Wbij mi w plecy nóż. 
Zabij! I nie patrz mi w oczy. 
Ja nie patrzę...
Proszę...
Skończ to...
Zabij...

____________________________________________

I'm back... 

czwartek, 3 kwietnia 2014

Mój przyjacielu

Mój stary druhu.
Tyle to już lat.
Wciąż słowa Twe mam w uchu,
Które mi rzekłeś ruszając w Świat.

Mój przyjacielu.
Czasu już tyle minęło.
Nie rozmawialiśmy od lat wielu.
Nie chcesz mówić, co nowego.

Nowych przyjaciół dziś masz.
Oczytanych znawców, bandy artystów.
Do starego kumpla się nie przyznasz.
Chciałbym rzec, że szkoda słów,

Lecz byłeś mi przyjacielem
Rzekłbym, że bratem.
Dziś jesteś zerem
Po przyjacielu wrakiem.

Bo jesteś lanserem,
Pierdolonym zerem.
Serwującym niby oczytaną zupę.
Skończ grać dobrego!
Skończ udawać kolego!
Proszę Cię tylko, idź rzuć się w kupę. 

___________________________________________________________________

Ze specjalną dedykacją dla paru osób. 

wtorek, 19 listopada 2013

Cztery pory roku

Stare to już dzieje.
Byliśmy tylko piękni i młodzi.
Dziś już tylko złem wieje.
A „i” po kronikach błądzi.

Piękne to były chwile.
To co dziś - nie wiedzieliśmy tyle.
Gdy kasztany kwitły w parku za murem.
A my pialiśmy wraz z kurem.

Tyle długich dni.
Tyle krótkich nocy.
Dziś jesteśmy inni
tak jak rzekli prorocy.

Nie pamiętam tego dnia.
Nie pamiętam godziny.
Każdy z nas był już inny.
Stary niczym kawał pnia.

Kasztany spadły. Liście pożółkły.
Nie ma tego pnia. Usechł na wióry.
Jak nasze serca, te piękne i młode
Dziś już puste i skute lodem.

I stary dziad, co zowie się Czas
A my mu posłusznie kłaniamy się w pas.
Kazał przekazać, bo Ciebie nie zastał
Że dziś już koniec nasz nastał.
Że nie ma Ciebie. Nie ma mnie.
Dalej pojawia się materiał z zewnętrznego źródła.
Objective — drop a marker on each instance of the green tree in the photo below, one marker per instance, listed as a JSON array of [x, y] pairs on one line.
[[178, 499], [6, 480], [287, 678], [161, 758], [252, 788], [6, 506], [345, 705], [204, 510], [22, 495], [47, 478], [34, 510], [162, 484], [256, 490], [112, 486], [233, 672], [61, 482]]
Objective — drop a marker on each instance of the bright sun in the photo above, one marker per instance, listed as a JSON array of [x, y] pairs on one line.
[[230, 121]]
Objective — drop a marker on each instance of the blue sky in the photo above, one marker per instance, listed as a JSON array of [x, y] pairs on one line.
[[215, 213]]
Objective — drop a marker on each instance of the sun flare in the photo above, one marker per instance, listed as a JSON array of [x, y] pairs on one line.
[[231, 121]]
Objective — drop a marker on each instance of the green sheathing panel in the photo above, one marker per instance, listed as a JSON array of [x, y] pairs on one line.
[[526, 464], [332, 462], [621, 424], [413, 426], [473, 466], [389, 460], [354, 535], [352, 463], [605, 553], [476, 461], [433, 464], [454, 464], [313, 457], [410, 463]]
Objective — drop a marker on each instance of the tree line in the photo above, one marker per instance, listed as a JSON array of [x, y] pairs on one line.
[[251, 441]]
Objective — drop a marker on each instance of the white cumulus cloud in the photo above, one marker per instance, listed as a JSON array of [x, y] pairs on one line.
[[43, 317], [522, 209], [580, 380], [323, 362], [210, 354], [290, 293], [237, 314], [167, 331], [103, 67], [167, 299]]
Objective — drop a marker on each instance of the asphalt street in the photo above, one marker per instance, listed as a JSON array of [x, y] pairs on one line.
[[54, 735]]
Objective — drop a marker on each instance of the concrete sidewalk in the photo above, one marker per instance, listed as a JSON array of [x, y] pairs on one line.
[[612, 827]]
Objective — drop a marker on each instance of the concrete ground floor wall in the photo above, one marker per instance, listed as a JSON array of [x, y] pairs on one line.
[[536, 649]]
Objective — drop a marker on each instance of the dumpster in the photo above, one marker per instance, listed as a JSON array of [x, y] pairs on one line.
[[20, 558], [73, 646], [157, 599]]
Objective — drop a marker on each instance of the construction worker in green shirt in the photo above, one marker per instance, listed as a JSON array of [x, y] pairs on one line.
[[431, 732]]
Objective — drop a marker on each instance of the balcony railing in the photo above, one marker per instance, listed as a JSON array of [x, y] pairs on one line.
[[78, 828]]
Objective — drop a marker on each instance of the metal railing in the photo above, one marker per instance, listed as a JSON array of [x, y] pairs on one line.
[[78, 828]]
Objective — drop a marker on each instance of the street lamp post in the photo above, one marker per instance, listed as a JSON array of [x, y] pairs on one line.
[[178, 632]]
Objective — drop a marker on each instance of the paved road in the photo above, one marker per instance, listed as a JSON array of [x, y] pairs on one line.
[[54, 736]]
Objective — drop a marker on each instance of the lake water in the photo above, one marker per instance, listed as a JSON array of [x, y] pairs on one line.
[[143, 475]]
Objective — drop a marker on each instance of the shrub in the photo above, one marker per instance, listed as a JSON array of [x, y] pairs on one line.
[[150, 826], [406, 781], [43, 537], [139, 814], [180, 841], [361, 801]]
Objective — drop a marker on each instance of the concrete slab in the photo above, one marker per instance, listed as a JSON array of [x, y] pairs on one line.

Nie ma nas.
Że mówimy dziś życiu „pas”.


______________________________________________________

Nie bijcie po łapach...

czwartek, 24 października 2013

Do Pięknej Damy

Jesteś piękną Damą
Choć nadzieje miałem
Że osobą tą samą, 
Którą chyba dobrze znałem.

Teraz jesteś Damą
Z Martini w ręce
I w Chanel sukience.
Wiec nie tą samą.

A ja jestem człowiek prosty.
Jam zwykły śmieć.
Paskudna maź z ogromnej krosty
Na dupie. Więc możesz mnie zmieść.

To była bajka - znać Ciebie,
Cudną personę, gwiazdę na niebie.
Lecz to juz koniec bajki.
Na naukę już czas.
Może tym razem nie pójdzie w las.
Skończyło się wino. Skończyły fajki.
Pozostał niesmak,
Niewypowiedziane słowa,
Złamany zakazu znak,
I boląca głowa.

___________________________________________________________________
Bo nie ma to jak wena atakująca w środku nocy... 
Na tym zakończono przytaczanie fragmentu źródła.